The following example demonstrates the critical code necessary to create subsets of your data appropriately for SUDAAN and SAS Survey procedure analyses.  These examples only highlight the portion of code necessary to illustrate creation of appropriate subsets of data. For examples of full SUDAAN and SAS Survey procedure codes, please see the Logistic Regression module.

Example used throughout this task:  You are interested in analyzing only 20-49 year old females who were tested for total cholesterol in a 2-year dataset.

Step 1: Create Dataset

First, you determine that you will include all MEC examined individuals in your data set.

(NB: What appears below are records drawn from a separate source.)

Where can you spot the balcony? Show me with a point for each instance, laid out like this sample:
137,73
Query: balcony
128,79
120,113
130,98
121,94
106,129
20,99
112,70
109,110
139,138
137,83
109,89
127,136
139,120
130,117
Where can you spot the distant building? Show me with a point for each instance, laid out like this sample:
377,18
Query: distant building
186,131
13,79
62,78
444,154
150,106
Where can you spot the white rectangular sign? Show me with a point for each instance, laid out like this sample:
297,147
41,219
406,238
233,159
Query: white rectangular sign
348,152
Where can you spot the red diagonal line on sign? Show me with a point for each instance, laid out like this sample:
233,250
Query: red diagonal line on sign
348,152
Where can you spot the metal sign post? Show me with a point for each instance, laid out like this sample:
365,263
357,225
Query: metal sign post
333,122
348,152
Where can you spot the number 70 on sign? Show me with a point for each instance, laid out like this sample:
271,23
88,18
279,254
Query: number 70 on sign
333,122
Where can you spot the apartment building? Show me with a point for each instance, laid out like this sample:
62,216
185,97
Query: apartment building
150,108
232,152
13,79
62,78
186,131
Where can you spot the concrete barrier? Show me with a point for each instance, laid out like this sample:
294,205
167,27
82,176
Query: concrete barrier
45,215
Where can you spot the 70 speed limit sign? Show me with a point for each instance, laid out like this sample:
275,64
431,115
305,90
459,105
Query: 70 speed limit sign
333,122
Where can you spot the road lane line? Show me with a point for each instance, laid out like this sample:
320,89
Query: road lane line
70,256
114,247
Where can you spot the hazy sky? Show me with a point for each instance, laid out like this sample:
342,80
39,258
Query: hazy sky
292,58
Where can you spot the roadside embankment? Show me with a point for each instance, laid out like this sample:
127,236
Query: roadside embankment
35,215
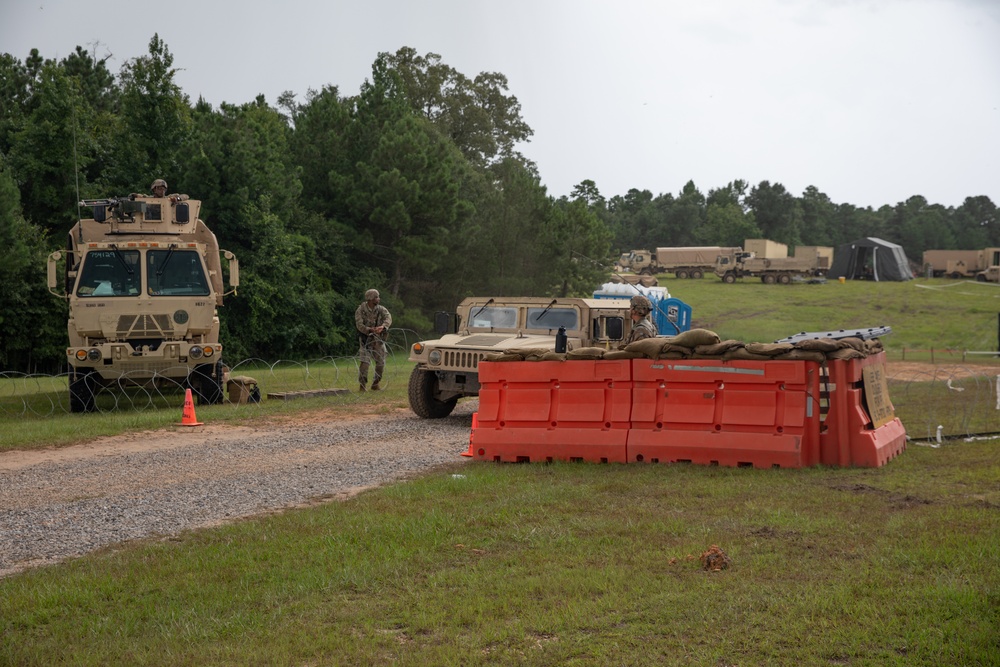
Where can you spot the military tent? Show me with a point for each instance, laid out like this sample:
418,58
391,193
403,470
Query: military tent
870,259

The ridstatr variable on your demographic file designates interviewed participants with a value=1, and interviewed plus examined participants with a value = 2. Therefore, in the SAS data step, you keep the ridstatr variable (ridstatr=2) to create a MEC-examined subset of data.

Step 2: Specify correct weight in program

Next, in SUDAAN you specify the correct weight to be used in the procedure by using a weight statement. Since you are using a single 2-year cycle, use the wtmec2yr variable.

Step 3: Include selected subset

Then, in the SUDAAN procedure you will include a subpopn statement that creates a subset of the data which includes those who are greater than or equal to age 20 and less than or equal to age 49 years, are female, and have a valid measure for the total cholesterol variable lbxtc.

IMPORTANT NOTE

The correct method for creating a subset of your sample population for SUDAAN analyses is to use the subpopn statement to designate sample subdomains to analyze and only use sample weight-related variables in the SAS data step.

Sample Statements to Include Weight and Select Subset of Dataset in SUDAAN Procedures
Statements Explanation
If ridstatr=2;

The ridstatr variable on your demographic file designates interviewed participants with a value=1, and interviewed plus examined participants with a value = 2. Therefore, in the SAS data step, you use this SAS statement to create a MEC-examined subset of data.

weight wtmec2yr;

Specify the correct weight to be used in the procedure by using a weight statement.

subpopn ridageyr >=20 and ridageyr <=49 and riagendr=2 and lbxtc > -1 ;

Subpopn statement creates a subset of the data which includes those who are greater than or equal to age 20 and less than or equal to age 49 years, are female, and have a valid measure for the total cholesterol variable lbxtc.

IMPORTANT NOTE

SUDAAN does not accept some SAS terminology such as GE for >= or LE for <=. Therefore, you can not combine criteria such as 20 le ridageyr le 49, or use ‘.' to designate missing value. See SUDAAN manual for other limitations.